The Whooping Crane is North America’s tallest bird at almost five feet, with broad white wings that stretch more than seven feet. The last remaining wild flock makes its winter home at the Aransas Refuge before heading to Wood Buffalo National Park in Canada for the summer to breed. They begin arriving at Aransas in mid-October and depart around the end of March. The flock got down to as low as 15 birds in the 1940s but recovery efforts have since built their numbers up to more than 250.
From the observation towers on the refuge, you can watch them wading in the coastal saltwater marshes or flying above the shoreline, but to get a closer look you’ll need to take one of the boating tours available near the park.
While the cranes attract the bulk of refuge visitors, the 115,000-acre park has many other charms. The Whooping Crane is just one of more than 400 species of birds that visit the refuge, including many waterfowl and neotropic migrants. Alligators slither through its marshes, while deer, javelina, fox and bobcats roam its oak woodlands and grassy meadows.
An auto tour circles 16 miles of the park, beginning along the coastal marshes and protected bays that lie behind Matagorda Island. Once you pass the park’s impressive observation towers, the road becomes one-way and the terrain changes to oak savannah and prairie. In the spring, the meadows burst with colorful Texas wildflowers. Even in late summer, stretches of the road are lined with tall black-eyed susans.
A number of short walks and hikes branch off from the auto tour.
The Dagger Point Trail winds about a mile through an oak and red bay forest before opening onto the bay, its sandy shore strewn with the weathered remnants of the trees that have tumbled into the water.

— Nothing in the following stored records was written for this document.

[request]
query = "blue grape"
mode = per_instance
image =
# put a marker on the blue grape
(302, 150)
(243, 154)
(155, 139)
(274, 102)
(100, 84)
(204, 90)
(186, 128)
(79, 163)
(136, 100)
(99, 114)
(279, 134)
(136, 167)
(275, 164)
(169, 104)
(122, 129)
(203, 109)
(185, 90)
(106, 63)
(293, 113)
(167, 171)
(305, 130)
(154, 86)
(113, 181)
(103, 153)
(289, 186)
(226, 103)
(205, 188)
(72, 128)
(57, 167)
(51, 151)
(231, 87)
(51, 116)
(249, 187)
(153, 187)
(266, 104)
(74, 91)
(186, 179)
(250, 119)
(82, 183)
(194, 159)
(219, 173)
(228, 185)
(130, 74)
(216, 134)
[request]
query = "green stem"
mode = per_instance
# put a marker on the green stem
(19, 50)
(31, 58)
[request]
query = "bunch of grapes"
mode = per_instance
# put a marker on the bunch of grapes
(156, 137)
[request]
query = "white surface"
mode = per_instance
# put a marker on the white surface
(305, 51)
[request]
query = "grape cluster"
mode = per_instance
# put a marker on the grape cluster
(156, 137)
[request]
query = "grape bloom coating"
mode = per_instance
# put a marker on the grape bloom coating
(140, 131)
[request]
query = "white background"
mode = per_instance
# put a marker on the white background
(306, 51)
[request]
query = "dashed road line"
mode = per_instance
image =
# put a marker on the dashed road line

The Bay Overlook is just a brief walk to a sandy hill overlooking San Antonio Bay, but equally stunning – just short of the overlook – is a huge live oak covered in vines to create a shady “room” – and welcome relief during hot weather.

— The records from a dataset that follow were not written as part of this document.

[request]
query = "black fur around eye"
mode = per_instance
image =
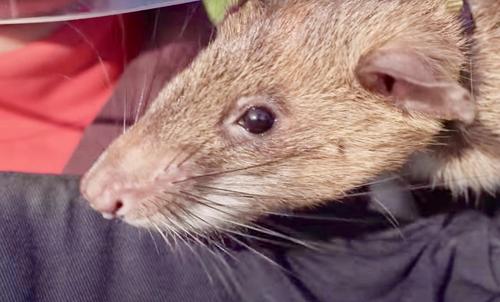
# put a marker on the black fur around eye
(257, 120)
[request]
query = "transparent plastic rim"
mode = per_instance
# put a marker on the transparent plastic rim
(12, 12)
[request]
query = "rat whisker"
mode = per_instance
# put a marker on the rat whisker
(251, 227)
(153, 238)
(229, 270)
(239, 193)
(264, 164)
(323, 218)
(390, 217)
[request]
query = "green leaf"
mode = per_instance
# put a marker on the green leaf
(216, 9)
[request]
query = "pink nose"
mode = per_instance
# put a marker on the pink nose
(111, 203)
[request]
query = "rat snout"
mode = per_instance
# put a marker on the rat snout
(111, 197)
(127, 186)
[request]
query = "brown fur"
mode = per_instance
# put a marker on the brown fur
(331, 135)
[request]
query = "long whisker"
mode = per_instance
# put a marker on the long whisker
(153, 238)
(252, 227)
(264, 164)
(390, 217)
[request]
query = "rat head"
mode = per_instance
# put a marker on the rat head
(293, 104)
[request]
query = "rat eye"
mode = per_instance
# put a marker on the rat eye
(257, 120)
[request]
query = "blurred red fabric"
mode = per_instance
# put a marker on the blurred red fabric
(52, 89)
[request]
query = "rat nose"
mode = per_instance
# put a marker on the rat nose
(110, 200)
(110, 204)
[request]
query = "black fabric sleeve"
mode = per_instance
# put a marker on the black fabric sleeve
(53, 247)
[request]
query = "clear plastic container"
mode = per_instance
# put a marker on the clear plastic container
(40, 11)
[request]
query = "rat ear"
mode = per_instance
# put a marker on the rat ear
(408, 80)
(238, 15)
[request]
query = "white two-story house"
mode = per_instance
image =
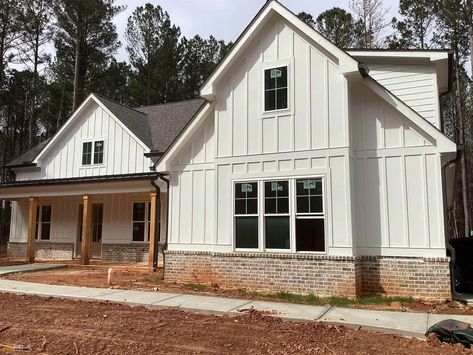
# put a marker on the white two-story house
(302, 168)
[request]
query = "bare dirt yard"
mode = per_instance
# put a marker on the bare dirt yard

Two short birding trails – both less than a mile – cross through woodlands that are a haven for migratory songbirds.
There are three freshwater ponds off the auto tour – or at least there were. For now, the drought had dried up Frog Pond, Jones Lake, Hog Lake and many of the sloughs along the Heron Flats Trail (1.4 miles). In wetter times, they attract a variety of herons, egrets and other wading birds.
Even when there aren’t birds to watch, the park’s two silvery observation towers are worth the climb. From a distance they resemble an old amusement park ride. From the top, you can see the bay and coastal wetlands on one side and oak forest stretching into the distance on the other. A long, narrow boardwalk leads from the observation towers through the marsh to the shore and connects up with the Big Tree Trail, but recently, most of it was closed for repairs.